There was a time when a band like the Blondes, being based out in L.A., would have been snatched up by some major label (this was in the days before that was synonymous with multinational) on the kind of cult rep they seem to have, from a perspective of 3000 miles.
Instead their two albums first came out on the obscure German label Middle Class Pig (though there was a mini-LP, which makes up the bulk of their debut album, released by the even more obscure L.A. indie Ship, under their pre-“cease & desist” name of Eagle), and now this abridged melding of the two (almost half-and-half) via a new L.A. indie.
Considering what you hear, if you deign to tune into a commercial, music radio station these days or even MTV and siblings (though about the latter I don’t know for sure because I refuse to give in to the robber barons of cable, but I’ll gladly take my forthcoming Viacom dividends), I guess even Christgau’s “semi-popular music” phrase is stretching things when it comes to good old fashion Pop-Rock.
The sound? Well, it’s a throw back to periods of the Seventies: part latter days of the decade, first full blossom of Power-Pop — the kind of thing Jordan Oakes and his Yellow Pills Mafia used to write extensive treaties on — and part slightly earlier, Chinn & Chapman teen anthems. They even covered Mud’s Dyna-Mite for the Blockbuster: A Glitter Glam Experience tribute album and have on this album an homage to Detroit ex-pat Suzi Quatro.
You younger kids can try to remember Redd Kross’s Third Eye if it helps. And almost as prominent as the pop vocals, harmonies and ear-candy melodies of front men Adam Seigel and Bill Dusha is their use of analog synth whirls and vectors ripped right out of Desolation Boulevard — they’re not overbearing and in a weird way are very comforting.
The more I listen to this record, the more I want to. It would probably be great to blast it in the car as you head down the shore. But I have neither a car or much interest in the shore since all the pinball arcades got wiped out by some modified neutron bomb. I will say that after innumerable spins I still can’t make out what the songs are about other than the odd phrase or two: due to being slightly undermixed and some minor though muffling reverb.
Anyway, Vesna Velovic, whatever that is, is the first great tune. A 2’37” minute rotating Pop-Rock chune that rides the guitars up and down and a kind of call-and-response interplay between the lead and backing vocals. The synths make just a short appearance in the break and outro. The chorus brings to mind the youthful days of the Rubinoos. (Jon Rubin also seems to be a presence in So Far Away.)

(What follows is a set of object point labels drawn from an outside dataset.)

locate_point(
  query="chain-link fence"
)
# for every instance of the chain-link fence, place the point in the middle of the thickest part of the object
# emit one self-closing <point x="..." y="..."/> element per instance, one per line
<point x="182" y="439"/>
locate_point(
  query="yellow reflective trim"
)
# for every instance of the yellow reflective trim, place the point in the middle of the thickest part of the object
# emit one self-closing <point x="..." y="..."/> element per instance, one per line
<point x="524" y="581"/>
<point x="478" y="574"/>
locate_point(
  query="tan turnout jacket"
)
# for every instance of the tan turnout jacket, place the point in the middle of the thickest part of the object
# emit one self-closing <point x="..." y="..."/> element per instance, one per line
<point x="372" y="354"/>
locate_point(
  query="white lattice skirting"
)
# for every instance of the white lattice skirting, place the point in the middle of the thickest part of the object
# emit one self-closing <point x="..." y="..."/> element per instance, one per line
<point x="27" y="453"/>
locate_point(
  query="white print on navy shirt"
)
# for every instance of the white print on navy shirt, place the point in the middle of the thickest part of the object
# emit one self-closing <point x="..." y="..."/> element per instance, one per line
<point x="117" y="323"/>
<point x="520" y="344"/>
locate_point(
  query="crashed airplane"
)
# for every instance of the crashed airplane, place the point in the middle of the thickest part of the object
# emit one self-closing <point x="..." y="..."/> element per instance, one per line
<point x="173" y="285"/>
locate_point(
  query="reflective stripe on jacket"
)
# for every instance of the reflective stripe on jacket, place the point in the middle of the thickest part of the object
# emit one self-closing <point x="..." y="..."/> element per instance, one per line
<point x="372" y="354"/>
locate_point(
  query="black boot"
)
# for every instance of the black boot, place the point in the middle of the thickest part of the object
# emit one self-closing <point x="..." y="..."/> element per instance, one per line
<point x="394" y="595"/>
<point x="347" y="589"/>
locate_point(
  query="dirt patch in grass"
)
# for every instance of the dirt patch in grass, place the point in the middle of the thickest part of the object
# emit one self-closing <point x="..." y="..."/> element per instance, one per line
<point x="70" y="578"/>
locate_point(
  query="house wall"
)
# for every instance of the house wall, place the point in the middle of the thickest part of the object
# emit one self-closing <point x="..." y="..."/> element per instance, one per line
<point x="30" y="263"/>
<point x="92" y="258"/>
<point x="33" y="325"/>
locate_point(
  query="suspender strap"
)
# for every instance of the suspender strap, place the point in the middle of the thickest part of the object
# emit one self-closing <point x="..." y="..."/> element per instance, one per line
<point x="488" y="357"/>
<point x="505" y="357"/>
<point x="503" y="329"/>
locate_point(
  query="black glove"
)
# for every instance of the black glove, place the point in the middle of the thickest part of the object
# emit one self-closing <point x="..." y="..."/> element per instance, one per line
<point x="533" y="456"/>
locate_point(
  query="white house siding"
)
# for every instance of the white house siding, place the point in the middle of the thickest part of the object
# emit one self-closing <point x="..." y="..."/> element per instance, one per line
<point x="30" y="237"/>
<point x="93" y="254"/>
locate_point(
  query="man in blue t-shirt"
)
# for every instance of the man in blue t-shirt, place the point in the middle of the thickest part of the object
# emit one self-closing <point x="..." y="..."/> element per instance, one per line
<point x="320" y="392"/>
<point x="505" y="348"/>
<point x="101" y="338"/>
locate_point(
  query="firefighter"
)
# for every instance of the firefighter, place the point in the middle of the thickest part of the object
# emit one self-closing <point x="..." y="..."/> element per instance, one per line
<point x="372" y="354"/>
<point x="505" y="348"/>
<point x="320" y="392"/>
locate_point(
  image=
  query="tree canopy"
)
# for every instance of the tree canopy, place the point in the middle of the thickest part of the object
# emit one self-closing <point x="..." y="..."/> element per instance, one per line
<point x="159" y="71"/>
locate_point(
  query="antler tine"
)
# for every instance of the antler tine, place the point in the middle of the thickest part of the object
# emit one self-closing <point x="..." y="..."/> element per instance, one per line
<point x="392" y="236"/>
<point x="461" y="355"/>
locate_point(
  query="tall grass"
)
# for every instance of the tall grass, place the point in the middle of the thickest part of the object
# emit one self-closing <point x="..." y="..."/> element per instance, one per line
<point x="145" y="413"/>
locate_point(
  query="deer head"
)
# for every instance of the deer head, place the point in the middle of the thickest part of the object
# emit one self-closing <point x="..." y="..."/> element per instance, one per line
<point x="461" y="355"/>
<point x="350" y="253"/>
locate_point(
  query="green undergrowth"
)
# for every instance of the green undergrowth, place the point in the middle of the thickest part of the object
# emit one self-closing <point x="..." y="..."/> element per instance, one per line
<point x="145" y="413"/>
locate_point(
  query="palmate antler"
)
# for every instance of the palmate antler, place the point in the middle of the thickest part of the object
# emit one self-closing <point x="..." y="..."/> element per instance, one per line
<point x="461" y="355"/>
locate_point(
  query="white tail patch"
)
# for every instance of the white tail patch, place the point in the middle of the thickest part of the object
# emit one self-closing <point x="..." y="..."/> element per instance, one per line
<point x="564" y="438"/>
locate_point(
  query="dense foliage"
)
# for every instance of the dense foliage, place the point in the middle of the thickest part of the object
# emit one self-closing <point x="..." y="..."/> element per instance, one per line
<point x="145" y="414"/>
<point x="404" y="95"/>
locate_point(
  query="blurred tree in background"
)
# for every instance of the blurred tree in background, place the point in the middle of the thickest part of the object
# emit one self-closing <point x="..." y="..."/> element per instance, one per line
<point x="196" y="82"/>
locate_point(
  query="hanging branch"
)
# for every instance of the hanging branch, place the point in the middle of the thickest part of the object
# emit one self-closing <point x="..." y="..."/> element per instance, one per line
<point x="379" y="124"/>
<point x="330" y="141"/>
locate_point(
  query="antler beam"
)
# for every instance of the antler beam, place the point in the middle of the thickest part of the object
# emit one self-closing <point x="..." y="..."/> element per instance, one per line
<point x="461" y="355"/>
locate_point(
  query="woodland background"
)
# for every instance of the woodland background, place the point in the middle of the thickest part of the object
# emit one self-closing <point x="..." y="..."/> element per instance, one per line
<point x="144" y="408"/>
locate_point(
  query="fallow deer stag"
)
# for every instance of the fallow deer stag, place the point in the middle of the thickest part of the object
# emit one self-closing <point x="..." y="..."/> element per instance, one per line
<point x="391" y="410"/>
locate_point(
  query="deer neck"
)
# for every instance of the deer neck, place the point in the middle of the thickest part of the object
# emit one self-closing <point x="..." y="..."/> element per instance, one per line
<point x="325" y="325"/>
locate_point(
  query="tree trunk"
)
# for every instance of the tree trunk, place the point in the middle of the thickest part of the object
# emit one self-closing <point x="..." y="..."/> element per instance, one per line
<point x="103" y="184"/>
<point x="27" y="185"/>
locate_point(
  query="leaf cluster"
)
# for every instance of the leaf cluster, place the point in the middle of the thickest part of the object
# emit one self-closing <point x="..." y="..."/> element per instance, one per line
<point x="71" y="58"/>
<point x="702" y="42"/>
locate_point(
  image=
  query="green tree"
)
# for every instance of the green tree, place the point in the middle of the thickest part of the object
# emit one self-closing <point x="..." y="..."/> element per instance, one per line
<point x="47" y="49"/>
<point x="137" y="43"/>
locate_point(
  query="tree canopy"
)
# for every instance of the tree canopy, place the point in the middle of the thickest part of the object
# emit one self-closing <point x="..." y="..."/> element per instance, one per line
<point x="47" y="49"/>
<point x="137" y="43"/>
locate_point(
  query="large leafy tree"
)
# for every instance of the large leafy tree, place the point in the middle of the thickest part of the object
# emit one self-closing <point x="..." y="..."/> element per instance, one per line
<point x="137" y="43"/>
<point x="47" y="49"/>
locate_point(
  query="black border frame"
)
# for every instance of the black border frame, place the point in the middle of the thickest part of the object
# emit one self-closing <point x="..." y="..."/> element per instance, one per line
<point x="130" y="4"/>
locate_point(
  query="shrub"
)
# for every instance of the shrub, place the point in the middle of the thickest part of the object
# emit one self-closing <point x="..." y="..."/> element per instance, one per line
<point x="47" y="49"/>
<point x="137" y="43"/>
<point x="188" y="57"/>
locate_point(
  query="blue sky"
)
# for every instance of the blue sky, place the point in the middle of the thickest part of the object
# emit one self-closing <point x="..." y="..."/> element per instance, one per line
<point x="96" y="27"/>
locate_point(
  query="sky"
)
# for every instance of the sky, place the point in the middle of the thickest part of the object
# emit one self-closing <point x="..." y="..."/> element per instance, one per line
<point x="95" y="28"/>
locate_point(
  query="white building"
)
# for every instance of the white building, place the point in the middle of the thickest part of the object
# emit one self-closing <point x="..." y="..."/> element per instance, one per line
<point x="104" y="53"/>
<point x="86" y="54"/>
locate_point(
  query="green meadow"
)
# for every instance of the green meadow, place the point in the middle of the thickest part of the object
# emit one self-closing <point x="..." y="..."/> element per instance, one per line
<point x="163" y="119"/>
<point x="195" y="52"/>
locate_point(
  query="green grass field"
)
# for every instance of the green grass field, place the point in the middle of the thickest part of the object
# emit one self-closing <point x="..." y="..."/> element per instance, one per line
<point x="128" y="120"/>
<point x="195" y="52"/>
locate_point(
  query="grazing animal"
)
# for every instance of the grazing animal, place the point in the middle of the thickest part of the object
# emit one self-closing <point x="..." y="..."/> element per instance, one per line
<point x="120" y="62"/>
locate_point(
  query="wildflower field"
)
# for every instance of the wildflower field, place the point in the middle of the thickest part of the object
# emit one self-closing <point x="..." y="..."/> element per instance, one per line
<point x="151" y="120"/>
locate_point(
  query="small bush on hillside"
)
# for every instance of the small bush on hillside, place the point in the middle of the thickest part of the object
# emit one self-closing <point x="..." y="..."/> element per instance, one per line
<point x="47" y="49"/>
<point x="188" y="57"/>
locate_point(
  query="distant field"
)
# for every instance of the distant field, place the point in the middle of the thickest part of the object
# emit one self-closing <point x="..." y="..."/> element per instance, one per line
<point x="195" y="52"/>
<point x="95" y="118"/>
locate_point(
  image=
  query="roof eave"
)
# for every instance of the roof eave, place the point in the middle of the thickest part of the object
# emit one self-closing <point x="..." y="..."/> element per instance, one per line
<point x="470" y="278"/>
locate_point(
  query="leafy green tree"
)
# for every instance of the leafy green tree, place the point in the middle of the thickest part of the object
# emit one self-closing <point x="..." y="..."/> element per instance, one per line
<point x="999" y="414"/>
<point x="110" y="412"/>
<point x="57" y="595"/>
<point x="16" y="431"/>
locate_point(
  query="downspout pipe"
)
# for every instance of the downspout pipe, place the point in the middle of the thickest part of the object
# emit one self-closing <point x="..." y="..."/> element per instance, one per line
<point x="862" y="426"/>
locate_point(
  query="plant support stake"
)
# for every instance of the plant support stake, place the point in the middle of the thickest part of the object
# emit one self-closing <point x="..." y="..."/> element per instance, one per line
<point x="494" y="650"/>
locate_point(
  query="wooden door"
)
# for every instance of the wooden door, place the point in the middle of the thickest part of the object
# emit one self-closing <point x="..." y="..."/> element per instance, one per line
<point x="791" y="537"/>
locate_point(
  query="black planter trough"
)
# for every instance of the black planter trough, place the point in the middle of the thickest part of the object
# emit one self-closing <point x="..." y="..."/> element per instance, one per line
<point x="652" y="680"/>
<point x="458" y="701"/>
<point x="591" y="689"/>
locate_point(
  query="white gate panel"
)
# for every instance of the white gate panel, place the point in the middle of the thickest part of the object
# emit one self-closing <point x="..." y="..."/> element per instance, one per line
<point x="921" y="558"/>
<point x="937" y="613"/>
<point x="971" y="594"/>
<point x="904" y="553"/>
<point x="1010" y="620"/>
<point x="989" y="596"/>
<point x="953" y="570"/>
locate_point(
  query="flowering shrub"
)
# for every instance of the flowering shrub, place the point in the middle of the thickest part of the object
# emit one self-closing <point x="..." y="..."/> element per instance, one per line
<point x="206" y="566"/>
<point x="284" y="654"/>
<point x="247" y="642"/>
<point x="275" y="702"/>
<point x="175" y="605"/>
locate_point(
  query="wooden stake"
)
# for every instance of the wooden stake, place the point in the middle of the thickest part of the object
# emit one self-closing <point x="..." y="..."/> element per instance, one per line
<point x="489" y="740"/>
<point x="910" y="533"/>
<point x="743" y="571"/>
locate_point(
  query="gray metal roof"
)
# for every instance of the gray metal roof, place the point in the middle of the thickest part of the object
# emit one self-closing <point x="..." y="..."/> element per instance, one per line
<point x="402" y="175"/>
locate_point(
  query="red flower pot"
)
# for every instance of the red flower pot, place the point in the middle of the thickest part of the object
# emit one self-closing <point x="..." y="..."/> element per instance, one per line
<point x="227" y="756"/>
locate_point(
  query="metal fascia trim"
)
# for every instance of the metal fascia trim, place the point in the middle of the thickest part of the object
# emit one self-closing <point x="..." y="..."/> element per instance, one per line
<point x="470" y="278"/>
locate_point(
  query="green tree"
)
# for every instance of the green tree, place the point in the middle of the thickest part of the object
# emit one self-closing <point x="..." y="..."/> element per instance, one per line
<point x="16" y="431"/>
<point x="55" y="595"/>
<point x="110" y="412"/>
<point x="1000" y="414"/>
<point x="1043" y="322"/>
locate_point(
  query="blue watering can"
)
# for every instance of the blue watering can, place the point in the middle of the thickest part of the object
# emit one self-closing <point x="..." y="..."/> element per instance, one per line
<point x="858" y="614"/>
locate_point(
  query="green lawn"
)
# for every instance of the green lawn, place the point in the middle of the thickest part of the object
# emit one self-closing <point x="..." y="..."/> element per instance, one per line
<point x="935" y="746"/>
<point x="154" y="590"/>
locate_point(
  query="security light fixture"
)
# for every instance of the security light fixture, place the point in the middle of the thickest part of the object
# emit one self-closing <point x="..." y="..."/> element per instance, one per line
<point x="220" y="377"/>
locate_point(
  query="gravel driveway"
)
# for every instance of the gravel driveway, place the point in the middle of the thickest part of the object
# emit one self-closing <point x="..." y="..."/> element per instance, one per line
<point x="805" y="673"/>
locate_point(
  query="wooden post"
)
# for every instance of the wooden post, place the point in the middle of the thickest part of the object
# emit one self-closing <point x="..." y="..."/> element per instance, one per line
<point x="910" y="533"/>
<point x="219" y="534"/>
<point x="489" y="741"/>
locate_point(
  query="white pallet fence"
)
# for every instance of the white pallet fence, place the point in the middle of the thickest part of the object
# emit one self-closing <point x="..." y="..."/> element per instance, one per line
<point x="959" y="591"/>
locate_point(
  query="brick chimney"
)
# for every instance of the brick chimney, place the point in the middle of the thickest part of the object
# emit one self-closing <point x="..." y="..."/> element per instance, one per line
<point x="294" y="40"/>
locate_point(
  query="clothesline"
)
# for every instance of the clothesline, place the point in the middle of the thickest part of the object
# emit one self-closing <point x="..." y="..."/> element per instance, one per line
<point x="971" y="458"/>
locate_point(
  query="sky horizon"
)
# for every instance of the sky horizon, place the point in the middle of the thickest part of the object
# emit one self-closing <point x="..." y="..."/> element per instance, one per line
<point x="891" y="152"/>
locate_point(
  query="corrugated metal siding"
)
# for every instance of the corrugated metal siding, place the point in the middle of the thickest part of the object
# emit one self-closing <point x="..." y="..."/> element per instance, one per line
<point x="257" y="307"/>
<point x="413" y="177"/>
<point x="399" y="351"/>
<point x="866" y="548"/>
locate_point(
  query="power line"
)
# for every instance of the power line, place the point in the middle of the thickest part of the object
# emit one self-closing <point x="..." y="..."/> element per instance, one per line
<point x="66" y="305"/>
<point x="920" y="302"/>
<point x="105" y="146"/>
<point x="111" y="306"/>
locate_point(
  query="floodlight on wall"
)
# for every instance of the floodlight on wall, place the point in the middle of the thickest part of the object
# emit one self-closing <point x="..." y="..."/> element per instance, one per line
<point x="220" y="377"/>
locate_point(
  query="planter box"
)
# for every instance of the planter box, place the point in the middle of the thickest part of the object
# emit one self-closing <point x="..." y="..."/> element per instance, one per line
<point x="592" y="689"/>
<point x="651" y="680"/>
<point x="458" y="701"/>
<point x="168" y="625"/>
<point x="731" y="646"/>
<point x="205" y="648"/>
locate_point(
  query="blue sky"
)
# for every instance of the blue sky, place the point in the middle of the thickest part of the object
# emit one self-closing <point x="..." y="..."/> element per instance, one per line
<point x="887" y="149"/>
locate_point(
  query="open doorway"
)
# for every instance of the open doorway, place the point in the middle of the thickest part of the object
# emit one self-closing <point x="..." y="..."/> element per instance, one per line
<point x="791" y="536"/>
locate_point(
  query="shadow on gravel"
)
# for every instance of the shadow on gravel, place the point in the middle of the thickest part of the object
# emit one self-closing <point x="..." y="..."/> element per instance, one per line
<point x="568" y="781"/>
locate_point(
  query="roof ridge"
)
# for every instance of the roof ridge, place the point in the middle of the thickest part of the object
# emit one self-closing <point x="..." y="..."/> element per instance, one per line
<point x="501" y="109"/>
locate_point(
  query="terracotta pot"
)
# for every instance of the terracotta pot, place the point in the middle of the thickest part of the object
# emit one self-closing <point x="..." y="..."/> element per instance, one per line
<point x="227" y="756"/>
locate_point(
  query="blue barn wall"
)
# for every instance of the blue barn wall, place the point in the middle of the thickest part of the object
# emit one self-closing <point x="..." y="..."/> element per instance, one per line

Teenage Foxes seems right out of some precursor to those John Hughes films. It starts with just vocal and strumming electric guitar, then after about 15 seconds everyone piles in and we’re off over hill and dale in a glittering Trans-Am. As we enter the chorus they throw in miniscule snatch of 10cc bass vocal. Then after what could pass as a false ending they time shift into a languid, liquid, psych melange for almost 30 seconds before the green flag flashes for the home stretch.
California Sunshine has a long intro which builds up from one then two chunky guitars, to a martial snare drum, then the bass and synths together before it shifts to all light and jangly and resembles some of Teenage Fanclubs’ finest re-imagining of California Pop-Rock.
But just to give it a slight twist a very George Harrisonesque guitar slices through at points — that also reappears briefly in Just One Of The Guys. High-Five Suicide is a formidable rocker that is elevated by the ganged, harmony falsettos that drive the chorus.
The ending number, Je Deviendrais, a lovely, haunting, mid-tempo ballad, is sung in echo laden French by guest vocalist, and one-time keyboard player, Autumn Dewilde.
Oh, and do the math: 13 tunes, thirty-sex minutes; none of that digital inflation.